Durchhalten oder kündigen?
Wer sich in seinem Job nicht wohlfühlen, beschäftig das auch außerhalb der Arbeit – das verschlimmert die Situation häufig auch noch.

Durchhalten oder kündigen?

Manche ärgern sich schnell und werfen im Job zu früh die Flinte ins Korn. Andere kämpfen Jahre um Verbesserungen, oft auf verlorenem Posten. Wer überlegt zu kündigen, sollte sich Zeit nehmen, aber auch nicht zu lange warten.

Text: Michael Fehrenschild 

Viele kennen das: Endlich ist Freitagnachmittag, und man kann den „Saftladen“ aufatmend verlassen. Doch schon am Samstagabend setzt das erste Magengrummeln ein, denn bald ist wieder Montagmorgen… Auslöser für Unzufriedenheit am Arbeitsplatz gibt es jede Menge: Mal nervt der Chef, mal ist der Job einfach nur öde oder viel zu stressig, und mal erfährt man so ganz nebenbei, dass ein neuer Kollege mit dem gleichem Aufgabengebiet 5.000 Euro mehr im Jahr bekommt. Doch wann ist es Zeit, über einen Arbeitsplatzwechsel nachzudenken?

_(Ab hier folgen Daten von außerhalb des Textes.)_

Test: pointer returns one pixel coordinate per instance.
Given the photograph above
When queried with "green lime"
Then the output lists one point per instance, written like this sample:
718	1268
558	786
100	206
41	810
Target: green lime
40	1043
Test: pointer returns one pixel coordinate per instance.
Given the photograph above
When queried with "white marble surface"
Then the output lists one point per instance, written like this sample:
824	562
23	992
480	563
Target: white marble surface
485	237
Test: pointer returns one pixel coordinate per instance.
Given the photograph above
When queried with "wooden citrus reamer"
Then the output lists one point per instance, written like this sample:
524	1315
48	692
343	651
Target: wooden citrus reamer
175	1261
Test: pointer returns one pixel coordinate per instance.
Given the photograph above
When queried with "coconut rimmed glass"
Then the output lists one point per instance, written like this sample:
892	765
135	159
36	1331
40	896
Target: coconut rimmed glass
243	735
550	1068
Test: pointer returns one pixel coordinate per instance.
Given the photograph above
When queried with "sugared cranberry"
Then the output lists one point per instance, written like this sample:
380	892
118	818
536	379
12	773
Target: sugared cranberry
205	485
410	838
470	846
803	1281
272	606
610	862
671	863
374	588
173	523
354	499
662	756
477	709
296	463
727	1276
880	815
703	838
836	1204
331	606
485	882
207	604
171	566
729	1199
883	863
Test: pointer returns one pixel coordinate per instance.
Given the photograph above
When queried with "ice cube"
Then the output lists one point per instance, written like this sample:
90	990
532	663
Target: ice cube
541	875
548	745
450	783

Wer zu schnell aufgibt, grämt sich später vielleicht, weil danach auch nichts Besseres kam. Zudem ist es oft nicht verkehrt, zunächst abzuwarten. Denn manchmal ändern sich Dinge schneller als gedacht. Wer hingegen zu lange mit der Kündigung wartet, leidet vielleicht jeden Tag, verschwendet wertvolle Lebenszeit und verpasst etwaige neue Chancen. 

Abstand kann helfen

Erfahrungsgemäß ist es vor so wichtigen Entscheidungen ratsam, erst einmal in sich zu gehen – und etwas Abstand zu gewinnen. Am besten an einem freien Tag auf dem Sofa, bei einem Spaziergang oder – optimalerweise – in einem Kurzurlaub. Fragen, die dabei geklärt werden sollten, sind: Wie könnte ich meine Lage verbessern? Kann ich mit der Chefin offen sprechen? Gibt es Verbündete? Und vor allem: Ist es überhaupt möglich, etwas zu ändern?

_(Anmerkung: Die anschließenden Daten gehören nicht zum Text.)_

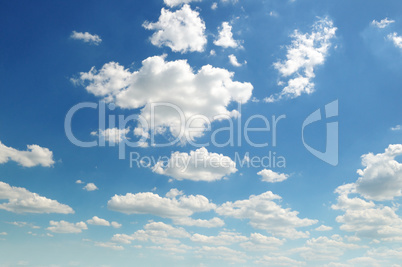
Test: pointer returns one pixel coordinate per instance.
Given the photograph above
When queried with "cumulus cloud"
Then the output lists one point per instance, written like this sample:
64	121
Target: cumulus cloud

Hierfür ist oft ein nüchterner Blick auf die betriebliche Realität notwendig. So gibt es vielerorts immer noch Strukturen, die auch ambitionierte Menschen trotz guter Arbeit nicht nach oben kommen lassen. Seilschaften, zu denen man eben nicht gehört, spielen hierbei ebenfalls oft keine geringe Rolle. Und natürlich sollte man auch Folgendes nicht aus dem Blick verlieren.

Es geht nicht nur um „die Anderen“, sondern auch darum: Was will ich eigentlich? Wo möchte ich beispielweise in fünf Jahren sein? Und wann ist meine Schmerzgrenze überschritten? Ebenso wichtig: Wie sehen meine Alternativen aus? Habe ich einen Plan B?

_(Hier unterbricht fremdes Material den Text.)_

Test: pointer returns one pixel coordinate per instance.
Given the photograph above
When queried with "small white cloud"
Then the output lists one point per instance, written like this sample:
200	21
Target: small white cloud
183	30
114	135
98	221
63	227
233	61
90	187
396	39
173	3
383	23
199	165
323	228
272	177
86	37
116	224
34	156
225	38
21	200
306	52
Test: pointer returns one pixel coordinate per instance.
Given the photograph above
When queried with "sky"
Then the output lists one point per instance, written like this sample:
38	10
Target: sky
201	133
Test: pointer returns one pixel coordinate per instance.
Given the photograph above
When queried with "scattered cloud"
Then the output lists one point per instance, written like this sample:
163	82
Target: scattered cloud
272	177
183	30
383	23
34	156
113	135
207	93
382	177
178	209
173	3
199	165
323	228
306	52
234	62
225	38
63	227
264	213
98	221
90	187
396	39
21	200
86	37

Mit Strategien zur Entscheidung

Wann der richtige Zeitpunkt für ein Kündigungsschreiben ist und welche Gründe letztlich dazu führen, ist immer individuell. Einige erfahrene Arbeitnehmer, wie Tobias Hansen und Martina Paul, deren Name von der Redaktion geändert wurden, haben dazu sogar eigene Strategien entwickelt.

„Für mich sind vier Punkte wichtig, um zu prüfen, ob ich bleiben oder gehen sollte. Das sind Bezahlung, wie weit muss ich pendeln, wie nett ist das Team und wie interessant finde ich die Arbeit. Mindestens zwei, besser drei dieser Kriterien sollten okay sein“, so der studierte Historiker Hansen.

Wobei diese Kategorien bei jeder Person verschieden gewichtet werden müssen. Wer zum Beispiel sehr gut bezahlt wird und spannende Aufgaben hat, aber jeden Tag vier Stunden auf der Autobahn verbringt und seine Kolleginnen und Kollegen nicht leiden kann, sollte vielleicht die Augen nach etwas Neuem offenhalten. Wird allerdings bereits alles „hingeschmissen“, obwohl nur einer dieser Punkte nicht ganz in Ordnung zu sein scheint, ist das wohl voreilig. Denn überall gibt es etwas, das stört. 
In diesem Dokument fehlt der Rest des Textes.